Further, the requester CPU stores the transferred data in the own
cache memory. Next, the node controller NC changes the own entry
into Ax-1 type in step S236. Then, with the status bits SB of the
own entry as Exclusive, the node controller NC registers at the own
entry the CPU-ID of the requester CPU and the board ID of the board
B having the requester CPU. It is noted that in a case where the
status bits SB of the own entry are not Shared in step S240 (S240
NO), they are neither Invalid nor Exclusive since S234 NO and S237
NO have been passed through. Thus, in this case, the status bits SB
are 11, and the own entry is of Ax-2 type.
[0131] FIG. 11A is a diagram illustrating one example of a
procedure of converting the format of the directory from A-type
into B-type applicable to the information processing apparatus of
the embodiment 1. This procedure is carried out by the format
conversion part FC described later with FIG. 12.
[0132] The format conversion part FC has a counter CNT1, entry
selection instruction circuits (1st, 2nd, 3rd, . . . and 8th) SLL1,
SLL2, S113, . . . and SLL8, and entry selection circuits SL1, SL2,
SL3, . . . and SL8. The format conversion part FC further has
bitmap conversion circuits BMC1, BMC2, BMC3, . . . and BMC8, and
encoders ENC1, ENC2, ENC3, . . . and ENC8.
[0133] The counter CNT1 counts the number of the entries having the
status bits other than Invalid, from among the entries of the block
having the format of A-type FTA. Then, in a case where the number
of the entries having the status bits SB other than Invalid exceeds
8, the counter CNT1 does not allow format conversion of the block
into B-type. On the other hand, the counter CNT1 allows format
conversion of the block into B-type when the number of the entries
having the status bits SB other than Invalid is 8 or less.

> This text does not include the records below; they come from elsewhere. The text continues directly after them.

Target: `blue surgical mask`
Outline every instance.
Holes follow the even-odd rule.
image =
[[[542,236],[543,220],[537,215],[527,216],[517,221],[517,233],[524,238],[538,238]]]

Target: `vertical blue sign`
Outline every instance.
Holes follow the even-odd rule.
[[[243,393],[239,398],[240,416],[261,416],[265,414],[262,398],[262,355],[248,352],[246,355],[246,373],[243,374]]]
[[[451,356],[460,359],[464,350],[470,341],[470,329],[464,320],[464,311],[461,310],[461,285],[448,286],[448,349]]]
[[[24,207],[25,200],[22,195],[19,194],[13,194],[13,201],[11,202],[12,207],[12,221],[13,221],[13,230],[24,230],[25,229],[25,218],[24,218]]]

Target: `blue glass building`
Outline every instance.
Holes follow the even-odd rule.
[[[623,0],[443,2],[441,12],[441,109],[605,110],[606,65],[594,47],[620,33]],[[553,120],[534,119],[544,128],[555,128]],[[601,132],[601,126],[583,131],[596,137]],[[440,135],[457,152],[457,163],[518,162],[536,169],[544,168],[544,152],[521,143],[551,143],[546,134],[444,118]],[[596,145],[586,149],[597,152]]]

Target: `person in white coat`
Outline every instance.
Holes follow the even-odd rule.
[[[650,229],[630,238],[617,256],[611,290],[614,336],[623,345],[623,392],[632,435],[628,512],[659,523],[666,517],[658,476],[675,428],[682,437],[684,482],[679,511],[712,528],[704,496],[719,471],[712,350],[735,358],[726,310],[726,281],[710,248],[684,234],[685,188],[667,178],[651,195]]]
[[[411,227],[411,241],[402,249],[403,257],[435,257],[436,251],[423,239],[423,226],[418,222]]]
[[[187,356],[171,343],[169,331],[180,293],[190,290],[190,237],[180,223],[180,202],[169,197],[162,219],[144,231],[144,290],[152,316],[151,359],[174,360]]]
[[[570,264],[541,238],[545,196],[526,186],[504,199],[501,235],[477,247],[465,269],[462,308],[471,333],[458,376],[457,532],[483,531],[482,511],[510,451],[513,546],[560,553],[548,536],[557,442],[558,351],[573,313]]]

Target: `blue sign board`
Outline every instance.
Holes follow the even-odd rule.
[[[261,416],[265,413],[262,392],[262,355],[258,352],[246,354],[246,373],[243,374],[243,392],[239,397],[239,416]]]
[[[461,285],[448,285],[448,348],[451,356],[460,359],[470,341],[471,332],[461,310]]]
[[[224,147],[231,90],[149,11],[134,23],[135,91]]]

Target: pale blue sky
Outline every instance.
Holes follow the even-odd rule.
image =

[0134] In the case where the counter CNT1 has allowed format
conversion of the block into B-type, each one of the entry
selection instruction circuits SLL1, SLL2, SLL3, . . . and SLL8
carries out the following operations. That is, the entry selection
instruction circuit SLL1 selects one entry having the smallest
number from among the entries having the status bits SB other than
Invalid included in the block. The entry selection instruction
circuit SLL2 selects the entry having the number subsequent in
ascending order to the entry selected by the entry selection
instruction circuit SLL1 from among the entries having the status
bits SB other than Invalid included in the block. The entry
selection instruction circuit SLL3 selects the entry having the
number subsequent in ascending order to the entry selected by the
entry selection instruction circuit SLL2 from among the entries
having the status bits SB other than Invalid included in the block.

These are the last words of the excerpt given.